I wouldn’t expect to see any difference. When you have an index, the type or format of the key doesn’t make much difference.
The time you are measuring is mostly python, postgres setting up the query, disk reading, data transferring back and forth, and, perhaps, maybe, 0.1% of the time spent comparing values in the index.
Perhaps the length of the string is what makes the biggest difference with millions of rows and with many searches, because all the caches that are involved start getting full (but if you have an index, you will never read million of values).
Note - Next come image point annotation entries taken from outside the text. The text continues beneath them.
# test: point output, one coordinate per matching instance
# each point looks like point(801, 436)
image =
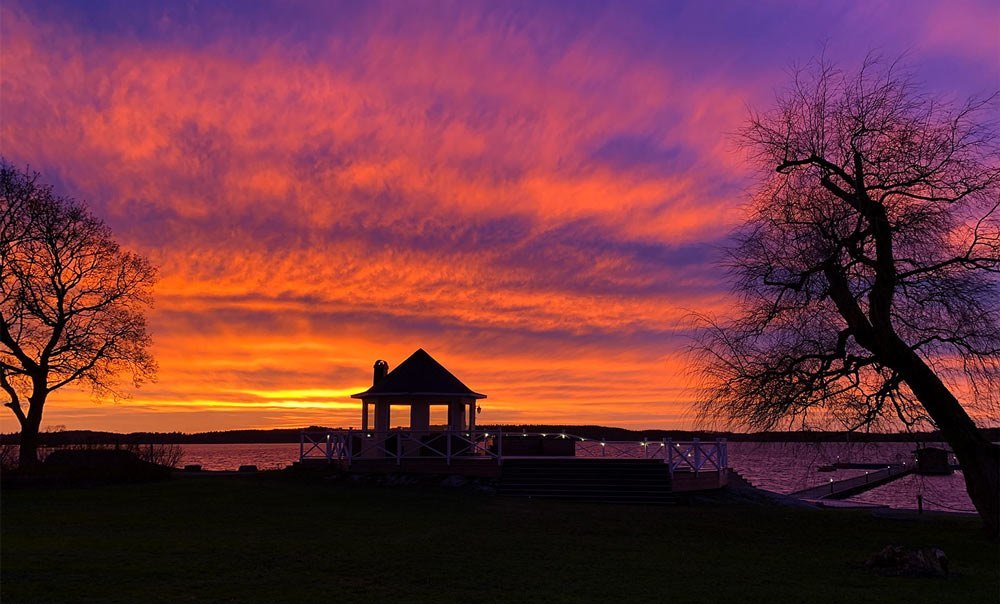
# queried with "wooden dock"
point(839, 489)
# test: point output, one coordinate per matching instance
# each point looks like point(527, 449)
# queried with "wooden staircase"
point(645, 481)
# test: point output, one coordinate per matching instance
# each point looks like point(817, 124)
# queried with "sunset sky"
point(534, 192)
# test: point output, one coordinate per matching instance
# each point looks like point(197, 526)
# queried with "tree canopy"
point(866, 271)
point(71, 301)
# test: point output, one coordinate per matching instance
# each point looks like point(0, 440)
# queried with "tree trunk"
point(979, 458)
point(28, 450)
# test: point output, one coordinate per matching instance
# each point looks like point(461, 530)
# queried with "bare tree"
point(867, 268)
point(71, 302)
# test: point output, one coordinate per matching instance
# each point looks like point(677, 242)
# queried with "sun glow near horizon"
point(536, 195)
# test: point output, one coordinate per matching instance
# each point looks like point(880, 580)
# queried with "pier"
point(839, 489)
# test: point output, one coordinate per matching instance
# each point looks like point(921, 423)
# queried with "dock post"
point(696, 445)
point(670, 456)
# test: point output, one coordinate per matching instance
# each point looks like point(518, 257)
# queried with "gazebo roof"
point(419, 376)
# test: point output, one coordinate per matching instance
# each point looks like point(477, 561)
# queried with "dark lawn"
point(270, 539)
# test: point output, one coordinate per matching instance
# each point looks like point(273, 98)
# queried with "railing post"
point(696, 445)
point(670, 456)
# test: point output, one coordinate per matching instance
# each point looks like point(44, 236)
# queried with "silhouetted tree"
point(867, 267)
point(71, 302)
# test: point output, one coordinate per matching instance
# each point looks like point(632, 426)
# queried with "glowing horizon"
point(535, 194)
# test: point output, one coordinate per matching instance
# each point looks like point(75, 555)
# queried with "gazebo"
point(418, 383)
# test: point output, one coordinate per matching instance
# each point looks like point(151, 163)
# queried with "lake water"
point(778, 467)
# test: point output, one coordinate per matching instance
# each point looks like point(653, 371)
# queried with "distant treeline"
point(291, 435)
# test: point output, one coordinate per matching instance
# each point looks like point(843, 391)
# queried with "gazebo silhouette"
point(418, 383)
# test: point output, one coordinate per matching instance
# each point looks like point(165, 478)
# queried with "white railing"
point(350, 445)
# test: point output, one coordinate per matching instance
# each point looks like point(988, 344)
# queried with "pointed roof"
point(419, 376)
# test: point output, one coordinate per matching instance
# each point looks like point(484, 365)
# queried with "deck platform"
point(532, 465)
point(840, 489)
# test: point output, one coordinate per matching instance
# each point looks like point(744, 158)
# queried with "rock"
point(897, 560)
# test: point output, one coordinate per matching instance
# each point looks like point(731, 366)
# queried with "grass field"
point(271, 539)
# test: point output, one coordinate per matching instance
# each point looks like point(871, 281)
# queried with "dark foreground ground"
point(268, 538)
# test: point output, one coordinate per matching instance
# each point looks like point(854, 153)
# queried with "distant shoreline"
point(291, 435)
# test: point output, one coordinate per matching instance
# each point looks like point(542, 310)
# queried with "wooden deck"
point(839, 489)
More likely, longer strings will slow down the whole query because you are transferring more data (but if your query returns just a few rows, it makes no difference).
I would just make sure the index is doing its job. Anything more than that is overoptimization.
@p.colbert, I guess +1 for strings. FWIW, I did test round trips between the different storage values in the table and, at least for my sample, they all translated back to the same UUID object.
@stefano.menci I didn’t expect to see much difference either, I was just curious. But, you are right, I should be getting back to more pressing matters.